Turns out, if scatological humor is your comedic poison, you're also in luck because there's plenty of poo—and lowbrow stunts usually involving painful kicks to the groin—to go around. In fact, the lengths in which the script goes to humiliate poor Brendan makes you wonder if he really needed the money that badly.

Even the film's point about the dangers of paving paradise by putting up a subdivision falls flat in the wake of such brainless shenanigans. If anything, Furry Vengeance is actually a disservice to the whole "green" movement because the jokes are in such bad taste. In addition to a slew of insensitive, stereotypical slurs against Asians and Native Americans, an elderly teacher who clearly should've retired years before is used for laughs because wait for it ... she's senile.

It's a shame that something targeted to families is such a waste of time because there actually could've been a good message about misplaced priorities or taking care of the beautiful world that God has created.

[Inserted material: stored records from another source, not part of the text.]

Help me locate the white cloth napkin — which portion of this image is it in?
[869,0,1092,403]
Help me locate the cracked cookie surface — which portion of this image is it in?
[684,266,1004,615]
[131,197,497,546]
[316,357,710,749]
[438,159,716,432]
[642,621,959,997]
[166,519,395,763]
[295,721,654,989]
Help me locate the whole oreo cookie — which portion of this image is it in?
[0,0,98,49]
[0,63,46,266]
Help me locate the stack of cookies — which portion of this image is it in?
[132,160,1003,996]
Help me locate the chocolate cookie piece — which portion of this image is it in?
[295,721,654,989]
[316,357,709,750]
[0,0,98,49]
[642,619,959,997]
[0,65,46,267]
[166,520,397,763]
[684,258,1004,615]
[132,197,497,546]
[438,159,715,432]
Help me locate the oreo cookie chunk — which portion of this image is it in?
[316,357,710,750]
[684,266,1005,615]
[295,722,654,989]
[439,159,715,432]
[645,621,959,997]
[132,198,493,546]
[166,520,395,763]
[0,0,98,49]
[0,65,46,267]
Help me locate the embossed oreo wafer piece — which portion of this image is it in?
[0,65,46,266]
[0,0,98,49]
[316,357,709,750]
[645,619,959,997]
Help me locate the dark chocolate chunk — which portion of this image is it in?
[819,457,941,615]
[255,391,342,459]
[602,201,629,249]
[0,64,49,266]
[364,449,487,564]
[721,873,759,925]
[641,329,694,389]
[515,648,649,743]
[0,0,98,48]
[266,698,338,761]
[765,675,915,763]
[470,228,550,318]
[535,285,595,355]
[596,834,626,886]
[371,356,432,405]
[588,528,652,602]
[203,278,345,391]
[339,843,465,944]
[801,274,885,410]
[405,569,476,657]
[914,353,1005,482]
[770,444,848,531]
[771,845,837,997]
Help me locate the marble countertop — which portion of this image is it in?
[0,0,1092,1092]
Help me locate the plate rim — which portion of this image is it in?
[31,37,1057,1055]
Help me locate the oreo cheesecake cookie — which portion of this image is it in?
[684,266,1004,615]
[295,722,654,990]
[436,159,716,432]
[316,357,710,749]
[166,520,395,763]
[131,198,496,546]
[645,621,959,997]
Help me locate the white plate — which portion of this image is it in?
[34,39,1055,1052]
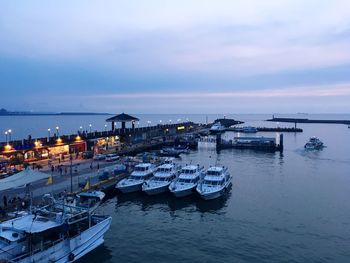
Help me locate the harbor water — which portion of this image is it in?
[0,115,350,263]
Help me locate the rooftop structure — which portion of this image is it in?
[106,112,139,131]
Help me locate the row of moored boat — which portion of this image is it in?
[116,161,231,200]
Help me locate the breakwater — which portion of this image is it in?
[266,118,350,125]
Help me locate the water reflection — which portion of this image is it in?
[77,244,112,263]
[116,189,231,217]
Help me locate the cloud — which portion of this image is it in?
[86,83,350,99]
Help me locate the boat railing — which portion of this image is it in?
[7,237,66,263]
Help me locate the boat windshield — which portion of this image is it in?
[207,171,220,175]
[134,166,148,172]
[153,177,169,182]
[158,168,171,173]
[204,180,223,185]
[182,169,196,174]
[178,178,195,183]
[129,175,143,180]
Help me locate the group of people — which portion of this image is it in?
[0,195,29,216]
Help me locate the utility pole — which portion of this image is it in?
[69,154,73,193]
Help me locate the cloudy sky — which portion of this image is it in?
[0,0,350,113]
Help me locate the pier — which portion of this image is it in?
[216,134,283,152]
[266,117,350,125]
[226,127,303,132]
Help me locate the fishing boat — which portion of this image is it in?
[304,137,324,150]
[65,191,106,212]
[209,122,226,134]
[0,202,112,263]
[142,162,180,195]
[169,165,204,197]
[196,166,232,200]
[116,163,156,193]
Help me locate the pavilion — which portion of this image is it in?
[106,112,139,131]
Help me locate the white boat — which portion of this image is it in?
[75,191,106,212]
[196,166,232,200]
[169,165,204,197]
[209,122,226,134]
[116,163,155,193]
[0,203,112,263]
[304,137,324,150]
[142,163,180,195]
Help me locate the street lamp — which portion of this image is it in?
[8,129,12,142]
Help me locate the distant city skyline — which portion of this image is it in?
[0,0,350,114]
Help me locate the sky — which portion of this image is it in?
[0,0,350,113]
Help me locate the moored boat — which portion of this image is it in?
[304,137,324,150]
[142,163,180,195]
[169,165,204,197]
[196,166,232,200]
[0,203,112,263]
[209,122,226,134]
[116,163,155,193]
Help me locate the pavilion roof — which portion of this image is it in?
[106,112,139,122]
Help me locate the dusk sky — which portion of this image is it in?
[0,0,350,113]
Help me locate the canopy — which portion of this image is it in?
[106,113,139,122]
[0,168,50,191]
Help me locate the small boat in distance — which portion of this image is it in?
[169,165,204,197]
[115,163,156,193]
[209,122,226,134]
[142,163,180,195]
[196,166,232,200]
[304,137,324,150]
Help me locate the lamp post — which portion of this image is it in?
[8,129,12,142]
[47,128,51,142]
[69,154,73,193]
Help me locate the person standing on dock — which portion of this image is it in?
[2,195,7,209]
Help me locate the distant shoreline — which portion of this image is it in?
[0,112,112,117]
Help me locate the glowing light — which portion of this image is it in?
[5,144,12,151]
[34,141,42,147]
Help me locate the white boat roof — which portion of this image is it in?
[158,163,174,169]
[135,163,152,168]
[208,166,224,172]
[204,175,223,181]
[1,214,63,234]
[182,165,198,170]
[78,191,105,200]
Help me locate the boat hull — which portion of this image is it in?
[116,182,143,194]
[16,217,112,263]
[142,184,169,195]
[197,182,232,200]
[170,186,196,197]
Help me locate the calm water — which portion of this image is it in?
[1,115,350,263]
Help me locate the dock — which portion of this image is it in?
[226,127,303,132]
[266,117,350,125]
[216,134,283,152]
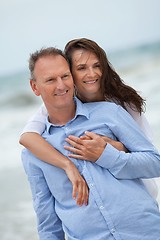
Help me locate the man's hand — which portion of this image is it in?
[65,161,89,206]
[64,132,107,162]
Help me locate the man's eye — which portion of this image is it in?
[77,66,85,70]
[46,78,55,82]
[62,74,69,79]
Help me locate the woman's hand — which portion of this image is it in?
[64,132,107,162]
[65,161,89,206]
[64,131,128,162]
[101,136,128,152]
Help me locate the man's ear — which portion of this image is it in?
[30,79,40,96]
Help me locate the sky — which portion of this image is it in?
[0,0,160,75]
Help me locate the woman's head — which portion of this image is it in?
[65,38,107,101]
[64,38,144,113]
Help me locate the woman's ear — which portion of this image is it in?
[30,79,40,96]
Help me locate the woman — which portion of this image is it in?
[20,38,156,205]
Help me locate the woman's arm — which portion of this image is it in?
[19,132,88,206]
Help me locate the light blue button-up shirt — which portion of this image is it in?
[22,99,160,240]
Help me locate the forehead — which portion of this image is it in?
[34,55,70,76]
[72,49,99,64]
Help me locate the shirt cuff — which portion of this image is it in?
[21,121,45,135]
[95,143,120,169]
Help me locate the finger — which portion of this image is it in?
[84,185,89,205]
[72,184,78,200]
[65,138,82,149]
[80,136,91,140]
[76,182,83,206]
[64,146,83,155]
[68,135,82,144]
[85,131,99,139]
[68,153,85,161]
[82,182,89,205]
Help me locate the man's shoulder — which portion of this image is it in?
[84,101,119,111]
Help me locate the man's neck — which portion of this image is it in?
[48,103,76,126]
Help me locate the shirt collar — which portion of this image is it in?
[46,97,89,133]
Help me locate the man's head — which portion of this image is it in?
[29,48,74,116]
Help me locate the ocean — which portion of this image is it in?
[0,42,160,240]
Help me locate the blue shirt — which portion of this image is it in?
[22,99,160,240]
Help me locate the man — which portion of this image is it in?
[22,48,160,240]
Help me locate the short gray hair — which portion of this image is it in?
[29,47,68,81]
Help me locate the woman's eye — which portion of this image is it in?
[62,74,69,79]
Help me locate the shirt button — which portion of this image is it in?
[99,206,104,209]
[111,228,116,234]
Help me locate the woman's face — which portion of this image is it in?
[72,49,102,102]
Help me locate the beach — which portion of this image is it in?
[0,43,160,240]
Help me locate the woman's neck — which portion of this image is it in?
[77,93,105,102]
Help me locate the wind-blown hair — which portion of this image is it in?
[64,38,145,114]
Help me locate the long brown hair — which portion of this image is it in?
[64,38,145,114]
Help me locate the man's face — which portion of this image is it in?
[30,55,74,110]
[72,49,102,99]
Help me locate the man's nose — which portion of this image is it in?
[57,77,65,89]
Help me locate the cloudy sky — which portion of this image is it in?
[0,0,160,75]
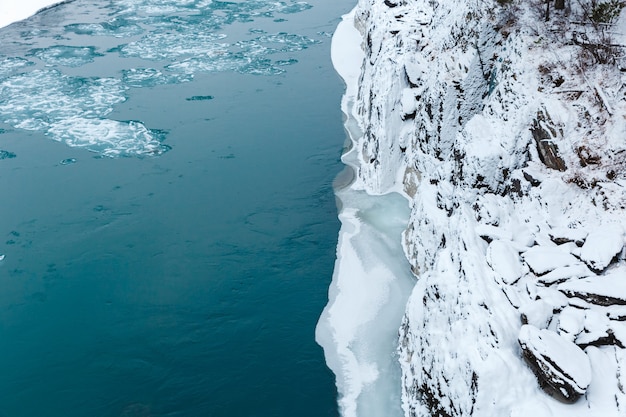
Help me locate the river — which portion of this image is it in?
[0,0,353,417]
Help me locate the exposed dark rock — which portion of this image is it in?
[518,324,591,403]
[530,111,567,171]
[559,270,626,306]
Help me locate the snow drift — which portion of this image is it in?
[324,0,626,417]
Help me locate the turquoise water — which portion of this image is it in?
[0,0,352,417]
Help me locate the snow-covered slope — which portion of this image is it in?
[0,0,62,28]
[324,0,626,417]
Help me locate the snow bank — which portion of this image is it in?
[0,0,62,28]
[338,0,626,417]
[316,7,413,417]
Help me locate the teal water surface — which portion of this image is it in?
[0,0,352,417]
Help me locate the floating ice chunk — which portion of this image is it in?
[0,0,60,27]
[122,68,193,88]
[47,117,168,157]
[0,57,35,79]
[65,17,144,38]
[274,1,313,14]
[580,224,624,271]
[522,245,580,275]
[0,70,168,157]
[31,45,103,67]
[558,267,626,306]
[519,325,591,401]
[0,149,15,160]
[120,32,228,61]
[487,240,523,284]
[60,158,77,165]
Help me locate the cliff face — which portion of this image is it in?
[348,0,626,416]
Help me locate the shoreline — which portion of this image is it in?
[316,7,415,417]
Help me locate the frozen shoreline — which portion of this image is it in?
[316,10,414,417]
[0,0,63,28]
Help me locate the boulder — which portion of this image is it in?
[580,224,624,272]
[518,324,591,403]
[558,267,626,306]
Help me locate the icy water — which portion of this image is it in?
[0,0,353,417]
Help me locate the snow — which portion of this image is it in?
[334,0,626,417]
[558,268,626,305]
[580,224,624,270]
[522,246,580,275]
[519,325,591,394]
[0,0,62,27]
[330,10,365,103]
[487,240,524,284]
[315,11,414,417]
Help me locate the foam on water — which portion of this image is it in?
[122,68,193,88]
[65,17,144,38]
[0,0,320,157]
[31,45,103,67]
[0,57,35,79]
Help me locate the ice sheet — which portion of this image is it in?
[0,0,62,27]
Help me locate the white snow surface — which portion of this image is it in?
[519,325,591,393]
[316,11,414,417]
[0,0,61,28]
[323,0,626,417]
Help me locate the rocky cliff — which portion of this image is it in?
[346,0,626,417]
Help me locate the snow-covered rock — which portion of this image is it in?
[558,268,626,306]
[519,325,591,402]
[324,0,626,417]
[580,224,624,271]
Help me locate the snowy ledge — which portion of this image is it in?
[0,0,64,28]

Instead, we're forced to watch Dan (Fraser), who's basically a good guy with his family's best interests at heart, needlessly suffer for an hour and a half.

Thinking he's working for a good, environmentally-conscious company, Dan's family has recently relocated from Chicago to a remote area in Oregon where he's in charge of a new housing development. When asked whether a beaver dam should be obliterated because it's too costly to work around, Dan has to choose whether to take the high road or use dynamite and "make it look like an accident." As far as compromising decisions go, that's really only the beginning because his boss (The Hangover's Ken Jeong) is shady and opportunistic (and that's putting it mildly).

In the whole money vs. preserving the environment ethics dilemma, Dan's really a tree-hugger at heart. However, in order to provide for his family, he also feels pressured to climb the corporate ladder, even if it means being stranded in the boonies, something his wife Tammy (Brooke Shields) and son Tyler (Matt Prokop) say they loathe again and again.

Rather than exploring the ramifications of Dan doing work he really doesn't believe in, the script grows more mind-numbingly ridiculous by the moment instead. Case in point: Every time Dan considers a course of action that endangers the forest, or the creatures living there, the animals exact their revenge in all the lame ways I've already mentioned—not exactly the best way of selling the whole "take care of the planet" message or even offering a suitable entertainment option for the whole family to enjoy.